Research-0435: ADM decouple gather locality (2026-05-18)¶
Summary¶
Analysis of the adm_decouple_avx512 gather bottleneck and evaluation of two candidate acceleration strategies.
Findings¶
LUT properties¶
adm_div_lookupis declaredint32_t div_lookup[65537]incore/src/feature/integer_adm.h(line 33), populated once viapthread_once.- Size: 65 537 × 4 = 262 148 bytes ≈ 256 KB.
- Typical L1 data cache: 32–48 KB. Typical L2: 256–512 KB.

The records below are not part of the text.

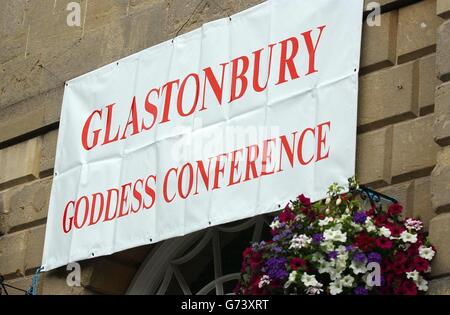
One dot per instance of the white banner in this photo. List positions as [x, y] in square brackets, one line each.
[223, 123]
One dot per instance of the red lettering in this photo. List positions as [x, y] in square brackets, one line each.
[236, 75]
[84, 133]
[288, 62]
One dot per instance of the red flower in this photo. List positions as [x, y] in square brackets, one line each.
[383, 243]
[297, 263]
[395, 209]
[420, 264]
[286, 215]
[304, 200]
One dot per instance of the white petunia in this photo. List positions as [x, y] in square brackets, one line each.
[413, 275]
[347, 281]
[300, 241]
[326, 221]
[426, 252]
[310, 280]
[334, 235]
[370, 226]
[335, 288]
[385, 232]
[313, 291]
[422, 284]
[358, 268]
[408, 237]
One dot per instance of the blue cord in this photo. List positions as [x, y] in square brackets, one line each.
[34, 282]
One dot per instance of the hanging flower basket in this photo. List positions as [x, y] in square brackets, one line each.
[338, 246]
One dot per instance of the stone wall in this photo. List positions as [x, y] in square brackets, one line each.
[403, 121]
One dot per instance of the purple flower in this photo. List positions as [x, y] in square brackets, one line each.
[374, 257]
[359, 257]
[360, 291]
[276, 268]
[277, 249]
[317, 238]
[359, 217]
[332, 255]
[349, 248]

- The table fits in L2 but shares it with the frame buffer data; effective hit rate is low for the scattered gather pattern.
Index pattern¶
The three gather indices are oh + 32768, ov + 32768, od + 32768 where oh, ov, od are int16 DWT sub-band coefficients sign-extended to int32 before the shift. These values are input-dependent and are not monotone within a row.

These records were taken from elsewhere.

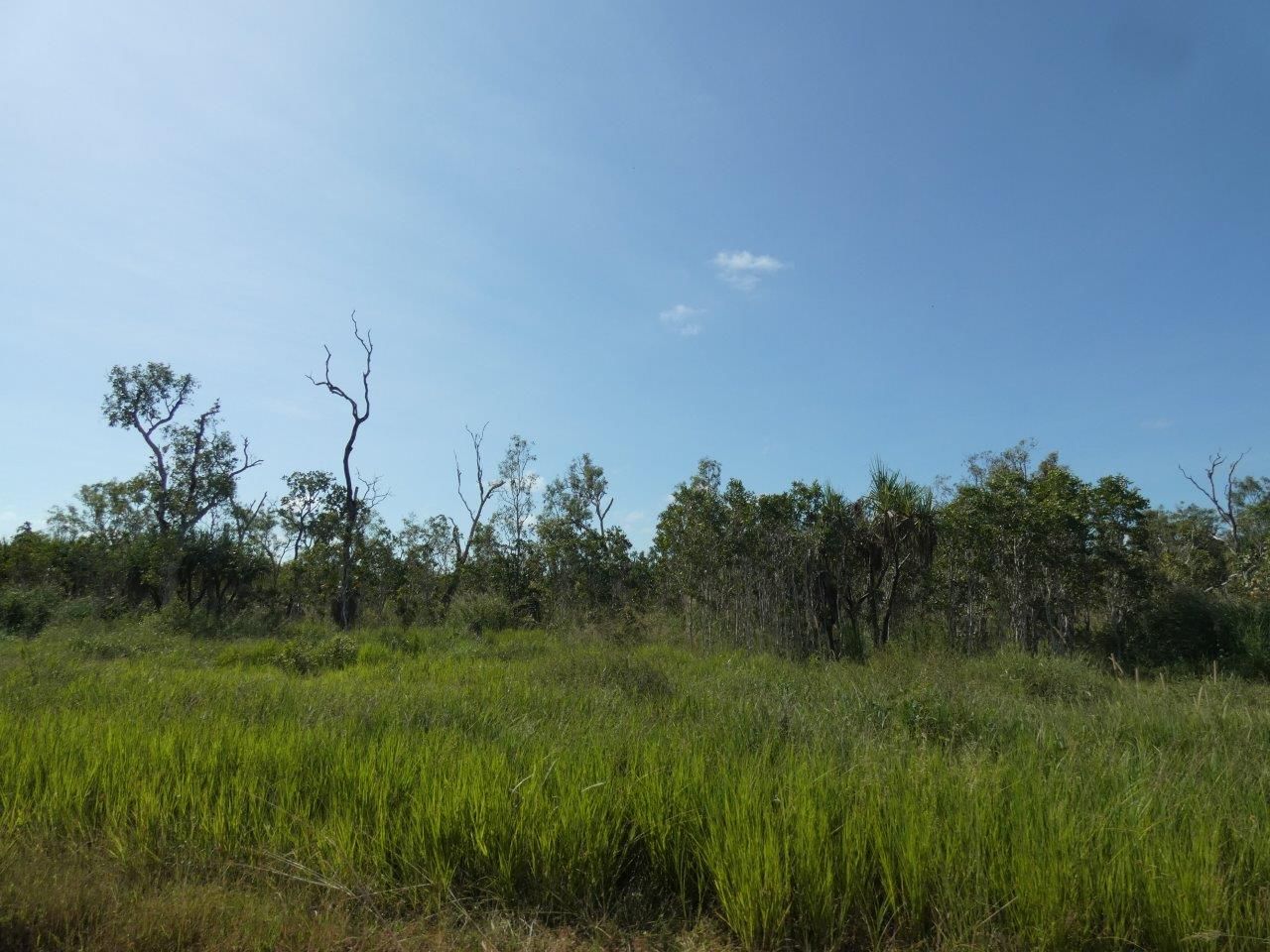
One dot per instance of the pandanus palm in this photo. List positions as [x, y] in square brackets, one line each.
[901, 540]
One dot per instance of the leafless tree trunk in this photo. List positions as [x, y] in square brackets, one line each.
[345, 607]
[484, 493]
[1222, 499]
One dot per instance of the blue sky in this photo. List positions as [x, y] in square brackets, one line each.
[792, 236]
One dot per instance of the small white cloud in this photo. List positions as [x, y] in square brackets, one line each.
[744, 270]
[683, 320]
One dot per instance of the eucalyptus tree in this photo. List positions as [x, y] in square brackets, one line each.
[193, 468]
[585, 560]
[901, 521]
[310, 512]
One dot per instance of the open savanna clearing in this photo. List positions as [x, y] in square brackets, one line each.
[418, 788]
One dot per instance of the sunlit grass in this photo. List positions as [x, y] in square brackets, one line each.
[1006, 801]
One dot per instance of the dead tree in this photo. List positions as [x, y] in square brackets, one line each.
[345, 604]
[1223, 499]
[484, 493]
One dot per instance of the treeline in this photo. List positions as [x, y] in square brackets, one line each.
[1017, 551]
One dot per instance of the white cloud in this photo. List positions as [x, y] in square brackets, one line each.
[683, 320]
[744, 270]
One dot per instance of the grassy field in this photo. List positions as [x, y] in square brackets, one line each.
[426, 789]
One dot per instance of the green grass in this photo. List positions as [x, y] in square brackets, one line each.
[915, 801]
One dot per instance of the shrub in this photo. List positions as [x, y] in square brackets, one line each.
[1183, 626]
[477, 612]
[27, 611]
[303, 656]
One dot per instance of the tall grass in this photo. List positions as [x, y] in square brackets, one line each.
[1007, 801]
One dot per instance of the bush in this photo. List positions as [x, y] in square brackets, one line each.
[1251, 625]
[477, 612]
[26, 612]
[1184, 626]
[304, 656]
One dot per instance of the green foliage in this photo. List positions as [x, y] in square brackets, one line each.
[302, 655]
[944, 802]
[26, 612]
[1184, 626]
[479, 613]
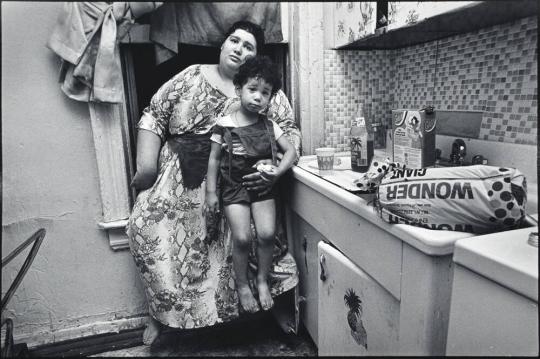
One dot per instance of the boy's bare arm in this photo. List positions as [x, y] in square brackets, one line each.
[211, 178]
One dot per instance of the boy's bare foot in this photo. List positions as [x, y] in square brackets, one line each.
[247, 300]
[153, 328]
[264, 295]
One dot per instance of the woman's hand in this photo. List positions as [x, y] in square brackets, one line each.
[261, 182]
[211, 205]
[143, 180]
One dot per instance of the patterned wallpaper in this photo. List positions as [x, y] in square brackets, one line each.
[493, 70]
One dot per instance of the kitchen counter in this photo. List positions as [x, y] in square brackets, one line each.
[432, 242]
[341, 245]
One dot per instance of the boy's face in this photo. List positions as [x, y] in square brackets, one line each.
[255, 94]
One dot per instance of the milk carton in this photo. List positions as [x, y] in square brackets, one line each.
[413, 133]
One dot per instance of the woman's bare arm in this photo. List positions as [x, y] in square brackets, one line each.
[148, 146]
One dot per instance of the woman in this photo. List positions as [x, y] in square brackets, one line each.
[184, 258]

Inspected path (in adm_decouple_avx512, lines 895–945):
__m512i oh = _mm512_cvtepi16_epi32(
_mm256_loadu_si256((__m256i *)(ref->band_h + i * stride + j)));
// ... (ov, od similarly)
// indices = oh + 32768, range [0, 65536] arbitrary scatter
__m512i oh_div = _mm512_i32gather_epi32(
_mm512_add_epi32(oh, _mm512_set1_epi32(32768)), adm_div_lookup, 4);
Approach A ruling¶
vpermd + sequential load requires that all 16 indices per vector lane fit within a contiguous 16-element window (or at most a 32-element window accessible by a 512-bit load + permute). DWT coefficients from H, V, D sub-bands can take any value in [−32768, +32767]; the expected scatter width across the 65 K-entry table far exceeds any cache-line-width window. Approach A is not viable without a structural change to the LUT layout (e.g., hash-partitioned micro-tables), which would require a scalar reference change and invalidate the bit-exact contract.
Approach B evaluation¶
Software prefetch 2 iterations ahead is standard technique for gather-heavy kernels where the index stream is known 2 iterations before the gather executes. Distance of 2 × 16 = 32 elements covers approximately 300 instructions of arithmetic between the prefetch hint and the gather — comfortably within the L2 miss latency (100–250 cycles on Zen 4 / Skylake-X).
The implementation prefetches into T1 (L2) not T0 (L1) because:
- The 48 cache lines (3 bands × 16 elements) per iteration will immediately be evicted from L1 by the dense band-buffer loads that follow.
- L2 residence is sufficient to eliminate the L3/DRAM stall.
Benchmark results (BBB 1080p, 302 frames, release build)¶
| Build | Run 1 | Run 2 | Run 3 | Run 4 | Run 5 | Run 6 | Run 7 | Run 8 | Mean |
|---|---|---|---|---|---|---|---|---|---|
| Baseline (master) | 9364 | 8670 | 9651 | 9084 | 10520 | 9593 | 9920 | 10022 | 9603 ms |
| Patched (ADR-0502) | 8747 | 8677 | 9714 | 9540 | 8974 | 9768 | 8876 | 8100 | 9049 ms |
Improvement: 554 ms / 9603 ms = −5.8 % wall time.
Bit-exactness verification¶
diff of all frame metrics across 302 frames × 15 metrics = 4 530 metric-frame pairs: max absolute difference = 0. The change is a pure memory-access-strategy change; no arithmetic path is altered.
Conclusion¶
Approach B (software prefetch, T1) is viable, ships a measured 5.8 % wall-time improvement, and preserves bit-exactness. Implemented as ADR-0502.